Aleja returned to the Avisai but hesitated before patting it on the rump. She had no idea whether they enjoyed being touched, but when she dropped her hand against its leathery skin, she could feel its muscles shift as it gave a pleased trill. “I don’t know if I’ll see you again but thank you. You should fly back now and quickly. In the chaos, they might not realize you’ve been gone.”

One of the Avisai’s wings brushed against Aleja as it moved to take off. It was the sole goodbye she received before the dragon rose silently and quickly disappeared—black leather skin against a black sky. When she looked back at Val, he was already examining the wards, bent at the waist with his nose nearly touching the shimmering magic.

“Your mages have been improving your defenses,” Val said flatly.

Aleja did not want to admit that she knew nothing about this; it seemed like the sort of the thing a High General in waiting should have been aware of. “It’s war time. What do you expect?”

“Luckily, I have studied Otherlander magic extensively,” Val said.

“Less talk, more opening the wards. They’re probably already searching for us.”

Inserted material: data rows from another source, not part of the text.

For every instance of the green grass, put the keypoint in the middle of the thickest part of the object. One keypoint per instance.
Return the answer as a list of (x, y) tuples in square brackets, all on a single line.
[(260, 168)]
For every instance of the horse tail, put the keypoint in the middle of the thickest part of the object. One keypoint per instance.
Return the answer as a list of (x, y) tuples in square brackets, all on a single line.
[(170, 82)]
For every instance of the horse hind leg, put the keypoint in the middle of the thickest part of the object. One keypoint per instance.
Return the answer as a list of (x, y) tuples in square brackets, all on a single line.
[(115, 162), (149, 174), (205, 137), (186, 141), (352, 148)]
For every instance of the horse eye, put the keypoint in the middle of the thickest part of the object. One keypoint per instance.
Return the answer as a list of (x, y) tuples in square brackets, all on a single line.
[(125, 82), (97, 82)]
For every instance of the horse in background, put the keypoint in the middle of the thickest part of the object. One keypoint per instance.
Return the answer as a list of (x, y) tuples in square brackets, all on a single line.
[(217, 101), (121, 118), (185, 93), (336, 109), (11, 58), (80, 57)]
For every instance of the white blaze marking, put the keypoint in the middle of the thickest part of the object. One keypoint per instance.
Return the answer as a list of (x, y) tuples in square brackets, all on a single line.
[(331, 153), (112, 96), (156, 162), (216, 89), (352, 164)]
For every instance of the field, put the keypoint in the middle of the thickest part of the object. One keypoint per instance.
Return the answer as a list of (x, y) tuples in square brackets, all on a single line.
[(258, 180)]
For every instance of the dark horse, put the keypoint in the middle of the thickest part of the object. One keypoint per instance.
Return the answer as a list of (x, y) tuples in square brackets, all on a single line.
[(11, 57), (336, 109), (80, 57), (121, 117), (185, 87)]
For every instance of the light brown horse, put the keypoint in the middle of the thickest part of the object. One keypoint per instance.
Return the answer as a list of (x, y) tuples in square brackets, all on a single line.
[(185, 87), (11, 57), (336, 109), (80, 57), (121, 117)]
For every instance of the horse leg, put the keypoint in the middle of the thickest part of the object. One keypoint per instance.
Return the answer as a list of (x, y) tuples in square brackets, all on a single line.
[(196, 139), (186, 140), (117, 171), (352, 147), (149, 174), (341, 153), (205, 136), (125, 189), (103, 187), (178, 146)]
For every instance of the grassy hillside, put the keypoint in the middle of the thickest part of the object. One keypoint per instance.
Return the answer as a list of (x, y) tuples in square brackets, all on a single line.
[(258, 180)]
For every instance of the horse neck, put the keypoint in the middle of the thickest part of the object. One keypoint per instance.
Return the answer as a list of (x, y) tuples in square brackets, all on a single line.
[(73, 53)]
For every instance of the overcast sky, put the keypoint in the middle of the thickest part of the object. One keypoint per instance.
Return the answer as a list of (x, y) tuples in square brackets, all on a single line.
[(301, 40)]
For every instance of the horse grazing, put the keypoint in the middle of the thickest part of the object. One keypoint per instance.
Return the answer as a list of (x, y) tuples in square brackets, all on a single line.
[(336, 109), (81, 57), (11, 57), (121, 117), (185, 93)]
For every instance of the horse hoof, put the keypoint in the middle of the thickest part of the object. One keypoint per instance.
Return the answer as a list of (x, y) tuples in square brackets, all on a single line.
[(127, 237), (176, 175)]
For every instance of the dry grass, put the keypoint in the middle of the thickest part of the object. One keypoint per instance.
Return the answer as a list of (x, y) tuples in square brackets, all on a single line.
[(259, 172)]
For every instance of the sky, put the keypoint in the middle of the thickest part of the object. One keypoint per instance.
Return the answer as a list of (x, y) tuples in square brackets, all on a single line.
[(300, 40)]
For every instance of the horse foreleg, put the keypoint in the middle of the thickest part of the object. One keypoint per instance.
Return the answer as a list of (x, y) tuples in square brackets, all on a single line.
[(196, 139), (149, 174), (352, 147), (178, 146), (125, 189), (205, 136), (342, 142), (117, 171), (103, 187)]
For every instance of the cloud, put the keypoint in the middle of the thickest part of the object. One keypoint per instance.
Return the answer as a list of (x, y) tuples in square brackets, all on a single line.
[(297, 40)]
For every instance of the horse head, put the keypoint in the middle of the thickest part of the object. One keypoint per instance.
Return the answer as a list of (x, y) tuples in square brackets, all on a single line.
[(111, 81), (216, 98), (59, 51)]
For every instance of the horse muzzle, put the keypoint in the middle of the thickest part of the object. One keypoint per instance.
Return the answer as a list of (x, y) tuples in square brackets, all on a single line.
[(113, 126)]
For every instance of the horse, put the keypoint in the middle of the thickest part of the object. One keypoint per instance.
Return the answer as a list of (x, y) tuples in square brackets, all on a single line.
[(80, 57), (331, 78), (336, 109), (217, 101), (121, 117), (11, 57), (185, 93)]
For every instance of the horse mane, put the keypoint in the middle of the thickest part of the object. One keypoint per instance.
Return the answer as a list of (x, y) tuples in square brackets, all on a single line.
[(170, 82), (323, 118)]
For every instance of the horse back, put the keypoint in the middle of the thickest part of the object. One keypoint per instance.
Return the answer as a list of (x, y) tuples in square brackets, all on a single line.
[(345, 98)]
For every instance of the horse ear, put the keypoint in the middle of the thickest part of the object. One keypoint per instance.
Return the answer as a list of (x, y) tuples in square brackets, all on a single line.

“Oh, the wards are open. It was a pleasant challenge. If you’re so eager to meet your death, then by all means, lead us. At this hour, there will be a regular patrol of Thrones overhead. I assume my mother has increased their range and frequency. That’s not to mention the scouting troops—Principalities like me, who’ll surely have mages among them.”

“We’ve snuck into the Astraelis realm before,” Aleja muttered, following Val through the wards with Garm trailing behind them.

The change in temperature sent goosebumps racing across Aleja’s arms. She stopped to look around as Val paused to close the gap in the wards behind them; like the Hiding Place, this part of their world consisted of small hills. The Hiding Place’s air always smelled of pine and distant incense smoke from the palace—something ancient and dense—but the Astraelis realm was filled with fresh rainfall and the creamy musk of dandelions. In the dark, the wildflowers that rose from the hill’s tall grass looked like a field of white stars. The sky was milky violet.

“We should move quickly,” Val said, his voice low. “I’m good at breaking the wards unnoticed, but if my mother has cause to fear her own army, who knows what changes she’s made to their patrols.”

“How will we find her?” Aleja asked, looking out toward the vast landscape for the silhouette of a Throne. For now, all was still.

Val hesitated, and when she turned toward him, she saw that both his cheeks were drawn in. “She has a home near here. Our old home, really. If we can make it there, I have the means to contact her.”

“You seem eager to meet with her now,” Aleja pointed out. “A few moments ago, I thought I might have to force you to march with my hellhound snapping at your heels.”

“I’m not eager to meet with her, but I can think of little else I’d rather do aside from be executed by the Otherlanders, which, if you’ll recall, is my other option.” Val paused, sighing. “My mother will offer me refuge. If you claim that she needs the Lady of Wrath for whatever plans that she means to fulfill, then it’s unlikely she will kill you right away.”